55 E. David, ‘La Responsabilité de l’État pour Absence de Coopération’, in Ascensio, Decaux, Pellet (eds),
supra note 49, at 129.
56 Kushen and Harris, ‘Surrender of Fugitives by the United States to the War Crimes Tribunals for
Yugoslavia and Rwanda’, supra note 7, at 511. For example, the Portuguese law on cooperation with
the ICTY and the ICTR states that a request for arrest and surrender can only be refused if the warrants
are not certified and signed by a judge, if the facts do not fall within the territorial and temporal
competence of the Court, or if a judge determines that the person arrested is not the person wanted by
the Tribunal (Article 10, Law no. 102/2001, of August 25).
57 Article 1(2).
58 For a discussion and critique of the US procedural rules on extradition, see M. Coombs, supra note 34, at
178.
59 Article 6(7) of the United Nations (International Tribunal) (Former Yugoslavia) Order 1996 states:
‘Nothing in this Order shall be construed as requiring a competent court to be satisfied that there is
evidence sufficient to warrant the trial of an accused person by the International Tribunal.’
516 JICJ 1 (2003), 502–516
6. Conclusions
In sum, the Agreements, while being certainly a positive step in the construction of
international criminal law, still lend themselves to various objections.
First, they were not legally needed.
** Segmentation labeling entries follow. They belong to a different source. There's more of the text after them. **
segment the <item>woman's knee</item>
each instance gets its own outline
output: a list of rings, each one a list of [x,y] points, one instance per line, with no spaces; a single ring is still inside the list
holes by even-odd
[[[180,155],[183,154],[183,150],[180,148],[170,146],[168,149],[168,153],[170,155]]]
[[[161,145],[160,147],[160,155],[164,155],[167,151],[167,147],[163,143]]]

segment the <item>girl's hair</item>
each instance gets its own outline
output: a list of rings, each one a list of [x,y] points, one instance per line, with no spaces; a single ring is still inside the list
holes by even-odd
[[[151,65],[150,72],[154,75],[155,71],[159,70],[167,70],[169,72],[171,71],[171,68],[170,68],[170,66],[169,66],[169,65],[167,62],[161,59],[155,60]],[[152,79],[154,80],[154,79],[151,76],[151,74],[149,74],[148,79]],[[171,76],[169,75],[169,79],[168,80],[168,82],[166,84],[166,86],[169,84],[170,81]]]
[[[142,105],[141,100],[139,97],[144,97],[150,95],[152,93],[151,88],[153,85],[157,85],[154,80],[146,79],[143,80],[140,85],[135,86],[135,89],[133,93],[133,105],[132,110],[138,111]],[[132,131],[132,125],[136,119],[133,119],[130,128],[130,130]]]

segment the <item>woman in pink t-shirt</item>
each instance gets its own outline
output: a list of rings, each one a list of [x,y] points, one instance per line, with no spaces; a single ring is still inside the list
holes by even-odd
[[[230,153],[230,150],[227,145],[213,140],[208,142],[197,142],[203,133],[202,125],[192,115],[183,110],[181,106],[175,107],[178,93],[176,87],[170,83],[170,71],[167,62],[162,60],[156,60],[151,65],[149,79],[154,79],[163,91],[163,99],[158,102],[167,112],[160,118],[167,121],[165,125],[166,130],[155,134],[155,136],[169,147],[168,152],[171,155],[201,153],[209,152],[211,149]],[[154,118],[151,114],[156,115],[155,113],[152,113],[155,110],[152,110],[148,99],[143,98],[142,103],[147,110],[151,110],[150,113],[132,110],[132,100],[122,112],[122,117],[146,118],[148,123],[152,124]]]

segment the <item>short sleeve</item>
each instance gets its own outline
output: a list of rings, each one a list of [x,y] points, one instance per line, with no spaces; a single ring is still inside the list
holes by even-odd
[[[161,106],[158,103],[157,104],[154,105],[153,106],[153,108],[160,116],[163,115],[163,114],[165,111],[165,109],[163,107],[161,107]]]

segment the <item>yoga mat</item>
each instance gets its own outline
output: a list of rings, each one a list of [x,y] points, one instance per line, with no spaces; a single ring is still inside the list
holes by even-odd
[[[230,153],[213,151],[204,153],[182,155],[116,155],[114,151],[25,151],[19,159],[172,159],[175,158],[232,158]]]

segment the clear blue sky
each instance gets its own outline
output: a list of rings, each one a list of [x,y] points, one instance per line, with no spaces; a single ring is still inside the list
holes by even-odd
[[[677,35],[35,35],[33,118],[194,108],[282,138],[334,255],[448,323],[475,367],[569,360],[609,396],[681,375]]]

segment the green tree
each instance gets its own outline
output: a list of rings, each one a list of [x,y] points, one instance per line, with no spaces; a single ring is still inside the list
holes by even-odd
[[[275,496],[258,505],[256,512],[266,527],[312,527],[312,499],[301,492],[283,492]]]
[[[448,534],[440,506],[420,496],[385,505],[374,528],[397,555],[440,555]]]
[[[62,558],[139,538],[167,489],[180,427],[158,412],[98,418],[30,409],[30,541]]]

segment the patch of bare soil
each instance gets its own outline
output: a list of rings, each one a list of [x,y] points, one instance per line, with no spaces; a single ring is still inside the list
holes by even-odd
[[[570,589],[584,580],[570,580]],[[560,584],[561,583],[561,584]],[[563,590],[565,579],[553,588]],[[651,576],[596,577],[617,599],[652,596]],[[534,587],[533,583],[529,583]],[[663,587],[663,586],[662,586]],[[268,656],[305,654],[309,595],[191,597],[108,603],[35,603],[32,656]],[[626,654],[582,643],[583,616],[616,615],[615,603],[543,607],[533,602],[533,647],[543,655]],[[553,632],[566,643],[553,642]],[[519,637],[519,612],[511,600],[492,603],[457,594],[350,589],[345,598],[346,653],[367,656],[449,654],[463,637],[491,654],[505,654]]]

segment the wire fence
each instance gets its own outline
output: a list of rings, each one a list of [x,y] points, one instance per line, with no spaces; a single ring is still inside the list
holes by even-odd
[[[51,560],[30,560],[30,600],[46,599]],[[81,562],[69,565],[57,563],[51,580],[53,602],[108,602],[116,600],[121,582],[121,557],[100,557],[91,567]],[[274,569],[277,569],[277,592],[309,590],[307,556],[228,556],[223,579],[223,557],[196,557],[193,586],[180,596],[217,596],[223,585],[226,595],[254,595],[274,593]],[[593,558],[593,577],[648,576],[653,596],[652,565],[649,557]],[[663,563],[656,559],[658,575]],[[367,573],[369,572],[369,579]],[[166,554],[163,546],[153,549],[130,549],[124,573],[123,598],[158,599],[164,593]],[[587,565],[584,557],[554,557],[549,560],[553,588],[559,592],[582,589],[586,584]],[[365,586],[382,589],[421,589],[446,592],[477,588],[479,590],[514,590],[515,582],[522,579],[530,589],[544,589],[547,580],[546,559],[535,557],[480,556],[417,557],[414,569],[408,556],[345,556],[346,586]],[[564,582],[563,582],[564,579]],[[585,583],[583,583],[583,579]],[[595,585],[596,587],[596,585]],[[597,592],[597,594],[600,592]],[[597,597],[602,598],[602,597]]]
It was seen that from the point of view of UN law,
the conclusion of the Agreements was not necessary in order to pursue the activities of
the Tribunals, as there were already sufficient legal bases for requiring any of the UN
Member States to fulfil their obligations.60 Only if such bases were not sufficient could
one conceive of the need to conclude agreements dealing with legal assistance.61 From
the point of view of US law, after Ntakirutimana v. Reno it is clear that the Agreements
were not necessary.
Secondly, the Agreements only cover surrender of suspects, leaving other forms of
US cooperation with the Tribunals unregulated.
Thirdly, in providing for the ‘probable cause’ requirement, the Agreements may
create legal obstacles to the timely fulfilment by the US of the obligation to fully
cooperate with the Tribunals. If US courts find no ‘probable cause’, cooperation will
not take place; in any case, the litigation of the issue may unduly delay a surrender.
Therefore, the ‘probable cause’ requirement runs counter to the obligation to provide
unconditioned and timely cooperation.